There are multiple fake “update your browser” campaigns active right now that are aiming to trick people into installing all kinds of malware on their devices.

A new report from Proofpoint observed at least four different campaigns, delivering different malicious software to the victims. The first thing these groups do is compromise legitimate websites in one of a number of ways, from brute-forcing their way in to leveraging vulnerabilities in different modules of the websites. 

Once they gain access, they modify the site to display a popup that impersonates Google, Mozilla, Microsoft, or other companies with their own browser (depending on what the user is running at the time of the visit). The popup informs the user that their browser is outdated, and if they want to view the content of the site, they need to download and install an update.

Infostealers and other malware

How people end up on these sites is anyone’s guess.

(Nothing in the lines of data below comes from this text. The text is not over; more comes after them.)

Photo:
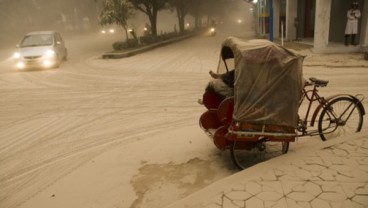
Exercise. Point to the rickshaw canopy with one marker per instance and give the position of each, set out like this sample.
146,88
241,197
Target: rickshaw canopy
268,81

Some must be frequent visitors, but others might get a link through an email or a social media message, or could even stumble upon the sites through SEO poisoning or malicious ad campaigns. 

In any case, if they download and run the “update”, they will infect their endpoint with one of these malware (at least in this latest instance): SocGholish, NETSupport RAT, Lumma, Redline, or Raccoon v2. All of these are capable of extracting sensitive information from the victim, which can later be used for either stage-two attacks, or identity theft. 

The best way to protect against these kinds of attacks is to use common sense. None of the biggest browser makers request their users to update their browsers in order to view the content, and even if they do want them to update – they wouldn’t do it through a pop-up window. Most browsers are automatically updated in the background, without user interaction.

More from TechRadar Pro

Services MarketplaceListings, Bookings & Reviews

Entertainment blogs & Forums

Advantages of overseas domestic helper.